The big picture: House Republicans are advancing a 10-year moratorium on state-level AI regulation as part of the federal budget reconciliation bill.

  • The measure, voted forward by the House Energy and Commerce Committee on Wednesday, would prevent states and local governments from enforcing any laws regulating AI models, systems, or automated decision systems for a decade.
  • If enacted, existing state measures like California’s upcoming 2026 law requiring AI developers to publish their training data documentation would become unenforceable.

What they’re saying: Democratic lawmakers have condemned the moratorium as benefiting technology companies at the expense of consumer protections.

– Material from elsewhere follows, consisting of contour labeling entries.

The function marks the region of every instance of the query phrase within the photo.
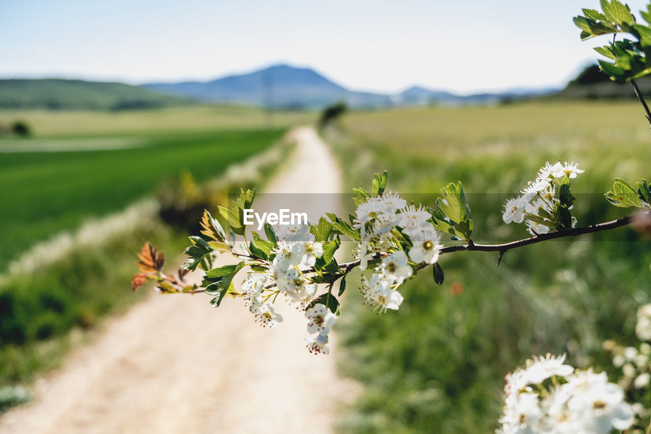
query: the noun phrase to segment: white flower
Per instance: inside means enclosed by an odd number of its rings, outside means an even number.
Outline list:
[[[413,273],[407,255],[402,250],[395,252],[382,259],[381,269],[383,274],[398,284]]]
[[[432,214],[422,209],[422,207],[416,208],[413,205],[400,210],[400,220],[398,225],[402,228],[403,231],[411,236],[412,233],[419,232],[422,228],[431,227],[427,220],[432,218]]]
[[[527,220],[527,230],[532,235],[539,235],[542,233],[547,233],[550,227],[542,223],[536,223],[531,220]]]
[[[255,315],[256,321],[260,321],[263,327],[275,327],[279,323],[283,322],[283,316],[276,313],[271,302],[267,302],[262,306],[253,304],[249,310]]]
[[[518,396],[512,406],[505,409],[499,422],[505,433],[533,434],[538,432],[536,424],[542,416],[538,394],[524,392]]]
[[[299,264],[303,267],[313,267],[316,257],[324,254],[323,244],[320,242],[298,241],[292,246],[292,253],[298,258]]]
[[[637,310],[635,334],[640,340],[651,341],[651,304],[644,304]]]
[[[326,345],[327,343],[327,336],[325,334],[318,334],[316,338],[306,338],[305,341],[307,342],[308,349],[312,354],[318,354],[319,353],[327,354],[330,352],[330,349]]]
[[[635,386],[636,389],[641,389],[649,385],[650,380],[651,380],[651,375],[649,375],[649,373],[643,372],[633,382],[633,385]]]
[[[527,360],[527,367],[521,371],[523,380],[526,384],[538,384],[552,375],[565,377],[570,375],[574,368],[570,365],[563,364],[566,354],[553,356],[551,354],[534,356]]]
[[[507,201],[504,205],[504,214],[502,215],[502,220],[505,223],[522,223],[525,219],[525,206],[527,202],[521,200],[522,197],[512,197]]]
[[[317,303],[305,312],[307,318],[307,331],[310,333],[327,334],[337,318],[327,308]]]
[[[387,309],[397,310],[402,304],[402,295],[391,287],[391,281],[382,274],[373,274],[370,283],[362,276],[359,291],[365,302],[371,304],[374,309],[385,312]]]
[[[568,163],[565,162],[564,166],[561,165],[561,162],[559,162],[554,165],[553,167],[553,175],[557,178],[562,178],[564,177],[567,177],[568,178],[576,178],[577,173],[583,173],[584,171],[581,169],[579,169],[577,166],[579,166],[579,163],[574,164],[574,162],[572,163]]]
[[[396,211],[407,205],[407,201],[401,198],[397,193],[385,193],[380,197],[379,203],[381,212],[385,214],[395,214]]]
[[[415,233],[411,240],[413,246],[409,249],[409,257],[415,263],[433,264],[438,260],[439,250],[443,244],[438,244],[441,237],[432,226]]]
[[[305,303],[316,293],[317,285],[310,282],[296,268],[288,271],[284,278],[279,280],[278,287],[296,302]]]
[[[575,390],[568,409],[579,426],[590,433],[607,434],[613,428],[626,429],[633,424],[631,406],[624,402],[621,388],[611,383],[598,383]]]

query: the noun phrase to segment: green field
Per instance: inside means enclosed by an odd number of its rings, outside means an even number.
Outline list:
[[[123,231],[126,236],[74,244],[29,273],[5,274],[12,259],[61,231],[74,233],[90,218],[152,196],[182,172],[199,182],[219,177],[279,141],[294,121],[284,116],[283,126],[268,128],[264,112],[247,108],[0,112],[0,122],[22,119],[35,132],[0,139],[0,386],[56,366],[70,345],[69,330],[92,327],[139,299],[130,281],[145,241],[176,262],[187,234],[147,214]]]
[[[151,195],[182,171],[199,181],[219,176],[284,130],[265,128],[265,113],[248,108],[0,112],[0,122],[10,119],[25,119],[36,135],[0,139],[0,190],[5,192],[0,270],[35,242]],[[275,117],[285,126],[303,119]]]
[[[329,138],[341,161],[353,162],[344,167],[349,187],[368,189],[372,173],[388,169],[387,190],[432,205],[460,180],[479,243],[529,236],[502,222],[502,205],[546,160],[585,169],[572,182],[579,225],[632,213],[603,199],[614,177],[651,177],[651,133],[639,104],[358,112],[340,126]],[[443,285],[424,270],[402,287],[400,310],[385,315],[350,291],[338,324],[341,365],[365,388],[341,431],[491,432],[505,375],[532,354],[567,353],[574,366],[612,369],[602,342],[634,341],[637,308],[651,300],[651,249],[637,240],[620,228],[541,243],[509,252],[497,268],[496,254],[445,255]]]

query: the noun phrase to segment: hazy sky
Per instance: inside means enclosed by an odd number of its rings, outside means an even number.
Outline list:
[[[629,1],[637,12],[646,0]],[[353,90],[561,85],[598,0],[0,0],[0,76],[213,80],[286,63]],[[637,14],[639,18],[639,14]]]

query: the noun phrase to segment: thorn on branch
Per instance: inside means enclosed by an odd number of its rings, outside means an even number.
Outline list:
[[[497,263],[495,265],[495,267],[499,266],[499,263],[502,261],[502,257],[504,256],[504,253],[506,250],[500,250],[499,255],[497,257]]]

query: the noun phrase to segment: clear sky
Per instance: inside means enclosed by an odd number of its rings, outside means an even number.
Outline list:
[[[629,1],[634,13],[646,0]],[[352,90],[562,85],[598,0],[0,0],[0,77],[206,81],[278,63]],[[636,14],[639,18],[639,14]]]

  • Rep. Jan Schakowsky (D-Ill.), Ranking Member of the Commerce, Manufacturing and Trade Subcommittee, called the ban “a giant gift to Big Tech” that would allow AI companies to “ignore consumer privacy protections, let deepfakes spread and allow companies to profile and deceive consumers.”
  • Republican supporters, including Sen. Ted Cruz (R-Texas), defended the ban by comparing it to the successful “Internet tax moratorium” from 1998, which he credits with enabling extraordinary growth in e-commerce.

The rationale: Republicans argue that the moratorium would allow for more cohesive federal regulatory development without competing state frameworks.

  • Supporters maintain that allowing regulations across 50 different states would create excessive challenges for developing effective federal rules.
  • Cruz highlighted historical precedent, noting the positive economic outcomes of the late 1990s internet tax moratorium.

What’s next: The moratorium faces additional hurdles before becoming law.

  • If the provision advances to the Senate as part of the budget reconciliation bill, it could still be removed if deemed extraneous to the budget process.
  • Notably, some supporters of the federal moratorium, including Senator Cruz, represent states that have already begun addressing AI regulation independently.